Bror Julius Olsson Nordfeldt (1878–1955) was a modernist of international reputation. With a renegade spirit that sought novel locations for new artistic inspiration, he lived in or near artist colonies in Provincetown in Massachusetts, Santa Fe in New Mexico, and New Hope in Pennsylvania. Weisman Art Museum, home to the largest collection of works by Nordfeldt, is pleased to present this exhibition from February 11 through July 10, 2022, after its opening appearance at Wichita Art Museum, Kansas, from September 25, 2021, through January 16, 2022.
Nordfeldt was born in Sweden and moved with his family to the United States when 14 years old.

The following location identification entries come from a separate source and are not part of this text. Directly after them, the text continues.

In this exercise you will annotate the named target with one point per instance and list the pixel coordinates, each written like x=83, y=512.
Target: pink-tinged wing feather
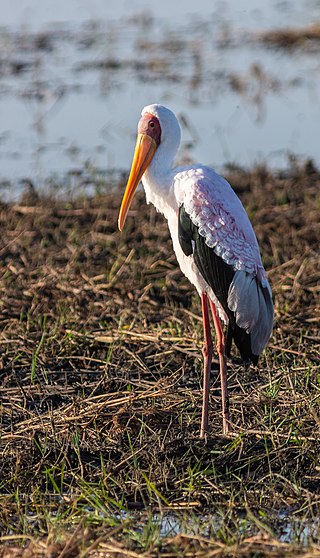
x=221, y=218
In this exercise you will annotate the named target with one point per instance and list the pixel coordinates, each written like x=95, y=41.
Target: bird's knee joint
x=220, y=348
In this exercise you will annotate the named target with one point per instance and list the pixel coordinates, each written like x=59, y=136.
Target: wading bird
x=214, y=243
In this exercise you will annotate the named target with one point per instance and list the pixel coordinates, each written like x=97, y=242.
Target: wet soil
x=101, y=371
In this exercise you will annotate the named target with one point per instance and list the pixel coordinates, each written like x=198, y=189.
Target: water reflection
x=71, y=92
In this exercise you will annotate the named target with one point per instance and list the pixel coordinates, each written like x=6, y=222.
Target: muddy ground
x=101, y=375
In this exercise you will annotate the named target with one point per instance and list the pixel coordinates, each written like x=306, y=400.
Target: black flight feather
x=219, y=275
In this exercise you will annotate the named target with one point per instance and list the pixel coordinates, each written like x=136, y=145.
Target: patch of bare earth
x=101, y=376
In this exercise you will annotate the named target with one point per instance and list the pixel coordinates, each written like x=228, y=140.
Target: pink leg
x=223, y=368
x=207, y=357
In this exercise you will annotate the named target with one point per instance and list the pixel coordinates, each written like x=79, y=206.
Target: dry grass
x=101, y=377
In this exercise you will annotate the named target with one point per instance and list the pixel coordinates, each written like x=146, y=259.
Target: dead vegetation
x=101, y=376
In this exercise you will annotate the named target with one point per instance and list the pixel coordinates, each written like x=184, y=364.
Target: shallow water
x=74, y=77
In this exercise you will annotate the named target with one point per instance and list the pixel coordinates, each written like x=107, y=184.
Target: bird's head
x=157, y=126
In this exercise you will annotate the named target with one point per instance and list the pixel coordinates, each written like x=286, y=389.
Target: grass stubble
x=101, y=376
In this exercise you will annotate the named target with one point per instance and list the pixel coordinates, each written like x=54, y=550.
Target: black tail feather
x=242, y=341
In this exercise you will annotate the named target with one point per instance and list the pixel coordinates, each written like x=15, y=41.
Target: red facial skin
x=150, y=125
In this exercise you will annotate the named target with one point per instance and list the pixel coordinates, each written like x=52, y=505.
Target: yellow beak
x=143, y=154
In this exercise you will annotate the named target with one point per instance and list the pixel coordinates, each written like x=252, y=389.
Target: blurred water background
x=74, y=76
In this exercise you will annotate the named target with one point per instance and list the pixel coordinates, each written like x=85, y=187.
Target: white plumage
x=213, y=212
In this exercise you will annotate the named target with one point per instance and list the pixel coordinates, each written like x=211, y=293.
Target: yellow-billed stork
x=214, y=243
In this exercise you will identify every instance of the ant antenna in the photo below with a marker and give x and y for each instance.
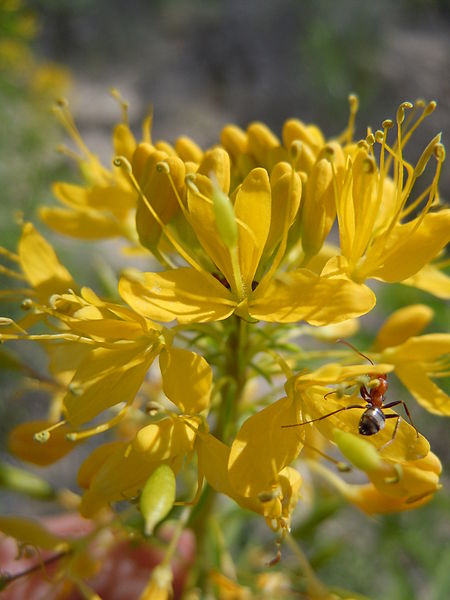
(354, 349)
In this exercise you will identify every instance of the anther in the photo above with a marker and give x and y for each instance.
(329, 153)
(163, 167)
(353, 101)
(429, 108)
(75, 390)
(368, 165)
(295, 150)
(439, 152)
(122, 163)
(395, 478)
(26, 304)
(401, 111)
(191, 185)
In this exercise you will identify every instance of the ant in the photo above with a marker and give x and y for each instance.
(373, 418)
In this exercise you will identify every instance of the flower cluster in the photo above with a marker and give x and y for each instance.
(252, 245)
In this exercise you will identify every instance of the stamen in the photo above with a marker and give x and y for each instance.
(123, 104)
(147, 125)
(62, 113)
(10, 255)
(44, 435)
(13, 274)
(76, 436)
(122, 163)
(163, 167)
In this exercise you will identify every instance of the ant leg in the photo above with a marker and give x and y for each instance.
(408, 414)
(325, 416)
(394, 433)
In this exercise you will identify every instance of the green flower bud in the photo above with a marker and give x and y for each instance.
(157, 497)
(359, 452)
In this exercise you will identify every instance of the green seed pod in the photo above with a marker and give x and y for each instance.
(225, 218)
(359, 452)
(19, 480)
(157, 497)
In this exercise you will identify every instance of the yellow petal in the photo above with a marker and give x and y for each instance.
(406, 445)
(203, 220)
(403, 324)
(188, 150)
(86, 225)
(94, 462)
(432, 280)
(187, 379)
(22, 444)
(184, 294)
(368, 499)
(107, 377)
(304, 296)
(124, 141)
(41, 265)
(410, 249)
(165, 439)
(31, 533)
(262, 448)
(217, 161)
(318, 207)
(414, 376)
(286, 194)
(252, 208)
(213, 458)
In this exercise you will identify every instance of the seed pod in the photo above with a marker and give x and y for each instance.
(359, 452)
(157, 497)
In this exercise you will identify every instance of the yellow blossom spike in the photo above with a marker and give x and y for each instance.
(262, 448)
(187, 379)
(23, 438)
(123, 104)
(32, 533)
(403, 324)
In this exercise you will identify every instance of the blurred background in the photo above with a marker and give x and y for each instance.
(202, 64)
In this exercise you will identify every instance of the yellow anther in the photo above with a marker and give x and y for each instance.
(75, 390)
(439, 152)
(123, 163)
(426, 155)
(398, 474)
(295, 150)
(353, 101)
(329, 153)
(26, 304)
(429, 108)
(163, 167)
(401, 111)
(369, 165)
(191, 185)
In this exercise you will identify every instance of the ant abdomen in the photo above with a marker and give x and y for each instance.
(372, 421)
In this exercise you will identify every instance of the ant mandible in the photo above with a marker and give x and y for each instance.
(373, 418)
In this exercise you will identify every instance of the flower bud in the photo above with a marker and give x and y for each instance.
(358, 451)
(157, 497)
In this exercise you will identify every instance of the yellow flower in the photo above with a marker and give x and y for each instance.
(416, 362)
(240, 282)
(376, 238)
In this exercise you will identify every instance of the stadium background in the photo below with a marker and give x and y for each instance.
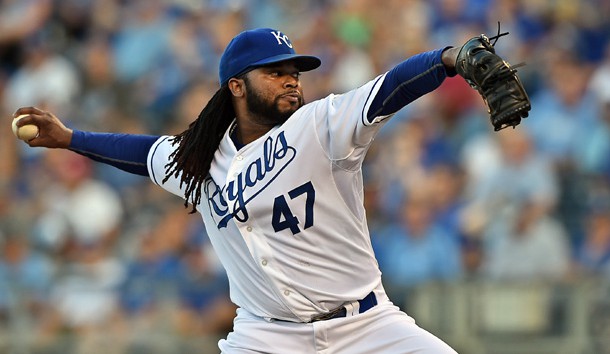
(498, 243)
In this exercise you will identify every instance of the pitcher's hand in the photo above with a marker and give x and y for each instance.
(52, 132)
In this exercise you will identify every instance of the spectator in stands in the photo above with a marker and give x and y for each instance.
(417, 244)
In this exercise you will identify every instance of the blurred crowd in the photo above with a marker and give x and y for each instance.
(86, 247)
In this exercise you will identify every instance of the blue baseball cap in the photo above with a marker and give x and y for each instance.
(258, 47)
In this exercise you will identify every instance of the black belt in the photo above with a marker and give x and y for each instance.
(366, 304)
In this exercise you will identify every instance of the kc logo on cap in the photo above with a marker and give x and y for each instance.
(281, 38)
(262, 46)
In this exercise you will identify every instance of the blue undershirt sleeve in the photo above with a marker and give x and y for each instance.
(407, 81)
(127, 152)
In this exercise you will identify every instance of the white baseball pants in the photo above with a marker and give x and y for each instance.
(384, 329)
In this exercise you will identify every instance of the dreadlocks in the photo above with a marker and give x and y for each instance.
(197, 145)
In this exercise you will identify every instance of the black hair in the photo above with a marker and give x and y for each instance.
(197, 145)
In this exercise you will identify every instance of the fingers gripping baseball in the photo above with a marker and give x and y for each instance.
(40, 128)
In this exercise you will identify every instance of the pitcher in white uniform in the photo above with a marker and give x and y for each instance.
(279, 186)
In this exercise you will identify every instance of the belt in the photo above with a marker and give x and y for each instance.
(365, 304)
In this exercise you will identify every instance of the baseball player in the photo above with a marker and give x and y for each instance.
(279, 186)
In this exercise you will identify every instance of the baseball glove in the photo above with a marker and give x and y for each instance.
(495, 80)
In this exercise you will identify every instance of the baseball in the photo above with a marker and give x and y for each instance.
(27, 132)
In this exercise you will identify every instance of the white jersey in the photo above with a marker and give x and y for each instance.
(285, 213)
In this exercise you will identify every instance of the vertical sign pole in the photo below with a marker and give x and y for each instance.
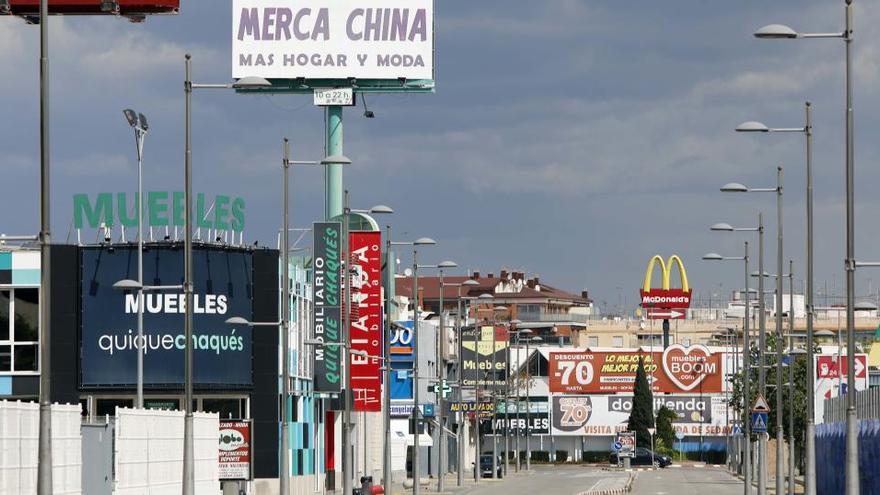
(44, 466)
(333, 171)
(188, 446)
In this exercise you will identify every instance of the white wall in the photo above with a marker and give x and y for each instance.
(19, 439)
(148, 452)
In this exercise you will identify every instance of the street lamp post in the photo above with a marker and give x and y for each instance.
(777, 31)
(809, 434)
(188, 87)
(536, 340)
(441, 375)
(747, 351)
(424, 241)
(138, 122)
(735, 187)
(460, 376)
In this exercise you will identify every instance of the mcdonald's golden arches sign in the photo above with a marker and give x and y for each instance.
(666, 302)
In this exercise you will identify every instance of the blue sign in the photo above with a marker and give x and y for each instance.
(759, 422)
(401, 347)
(109, 345)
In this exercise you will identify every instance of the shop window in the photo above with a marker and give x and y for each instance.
(25, 357)
(5, 358)
(19, 330)
(226, 408)
(27, 315)
(4, 315)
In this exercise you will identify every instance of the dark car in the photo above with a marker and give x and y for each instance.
(643, 458)
(486, 466)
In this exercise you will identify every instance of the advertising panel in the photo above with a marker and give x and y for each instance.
(327, 322)
(109, 344)
(663, 302)
(677, 369)
(235, 450)
(365, 330)
(508, 421)
(316, 39)
(484, 367)
(401, 346)
(92, 7)
(831, 372)
(606, 415)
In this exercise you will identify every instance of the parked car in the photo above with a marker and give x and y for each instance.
(643, 458)
(486, 466)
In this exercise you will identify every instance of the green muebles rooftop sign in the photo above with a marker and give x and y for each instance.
(163, 209)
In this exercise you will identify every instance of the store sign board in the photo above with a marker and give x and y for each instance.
(483, 367)
(327, 321)
(677, 369)
(365, 329)
(606, 415)
(223, 287)
(235, 450)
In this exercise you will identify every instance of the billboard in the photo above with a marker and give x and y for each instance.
(677, 369)
(365, 329)
(665, 302)
(401, 346)
(327, 322)
(512, 419)
(122, 7)
(342, 39)
(223, 287)
(831, 372)
(235, 450)
(607, 415)
(484, 357)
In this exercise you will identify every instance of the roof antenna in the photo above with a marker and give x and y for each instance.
(367, 112)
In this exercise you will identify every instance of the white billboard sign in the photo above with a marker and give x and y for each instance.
(333, 39)
(607, 415)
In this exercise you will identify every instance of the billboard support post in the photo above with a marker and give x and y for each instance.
(188, 444)
(44, 465)
(333, 178)
(284, 482)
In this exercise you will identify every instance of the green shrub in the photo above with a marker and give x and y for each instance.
(540, 456)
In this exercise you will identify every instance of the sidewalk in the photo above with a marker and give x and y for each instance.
(451, 484)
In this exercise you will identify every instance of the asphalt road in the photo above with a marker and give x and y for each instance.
(572, 480)
(687, 481)
(549, 480)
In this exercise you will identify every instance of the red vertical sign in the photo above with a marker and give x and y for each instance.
(365, 329)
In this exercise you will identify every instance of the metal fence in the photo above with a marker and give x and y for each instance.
(831, 451)
(867, 406)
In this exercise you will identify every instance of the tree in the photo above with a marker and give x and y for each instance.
(641, 416)
(798, 392)
(665, 432)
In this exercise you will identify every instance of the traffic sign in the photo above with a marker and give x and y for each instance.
(759, 422)
(627, 441)
(666, 314)
(761, 405)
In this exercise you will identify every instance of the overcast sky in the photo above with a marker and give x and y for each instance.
(570, 139)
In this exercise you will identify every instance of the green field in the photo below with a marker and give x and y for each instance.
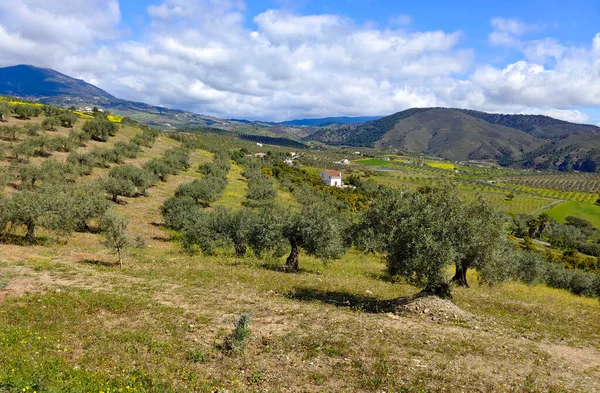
(587, 211)
(72, 321)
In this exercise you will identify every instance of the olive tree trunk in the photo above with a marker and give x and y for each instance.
(291, 263)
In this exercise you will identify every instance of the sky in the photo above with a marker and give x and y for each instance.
(283, 59)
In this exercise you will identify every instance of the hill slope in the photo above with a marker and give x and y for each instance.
(329, 120)
(460, 134)
(51, 87)
(32, 82)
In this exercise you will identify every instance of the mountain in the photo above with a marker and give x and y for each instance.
(51, 87)
(325, 121)
(460, 134)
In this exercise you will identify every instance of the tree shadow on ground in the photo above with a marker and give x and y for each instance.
(96, 262)
(281, 268)
(364, 303)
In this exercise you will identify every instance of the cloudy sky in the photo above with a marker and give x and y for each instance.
(277, 60)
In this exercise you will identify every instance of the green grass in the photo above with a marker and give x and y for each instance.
(376, 162)
(587, 211)
(235, 192)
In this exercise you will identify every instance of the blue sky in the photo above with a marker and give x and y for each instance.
(277, 60)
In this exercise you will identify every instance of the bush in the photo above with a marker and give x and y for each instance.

He trained at the Art Institute of Chicago as well as the Académie Julien in Paris. Nordfeldt firmly embraced the fiercely independent spirit of modernism, and he continued to explore different subjects and styles to remain fresh and authentic across his career. No less than the Metropolitan Museum of Art in New York staged Nordfeldt’s Memorial Exhibition in 1956. During his lifetime, museums including the Whitney Museum of American Art and Metropolitan in New York, the Art Institute of Chicago, and Corcoran Gallery in Washington, DC, presented his one-person exhibitions.
“Nordfeldt remains one of the least examined American painters of the late 19th and early 20th centuries. He worked in a vein that can be presented as realism and expressionism. He deserves continued appreciation and study.”, asserted the exhibition curator, Dr. Gabriel Weisberg, Emeritus Professor of Art History, University of Minnesota.
This exhibition brings together works from fifteen museum and private collections, including the Metropolitan Museum of Art, The Hirshhorn Museum and Sculpture Garden, the University of New Mexico Art Museum, among others, in one of the most thorough presentations of the artist’s work ever assembled. This exhibition and the accompanying catalogue are the first scholarly assessment of Nordfeldt in decades. The accompanying lavishly illustrated catalogue is published by the University of Minnesota Press.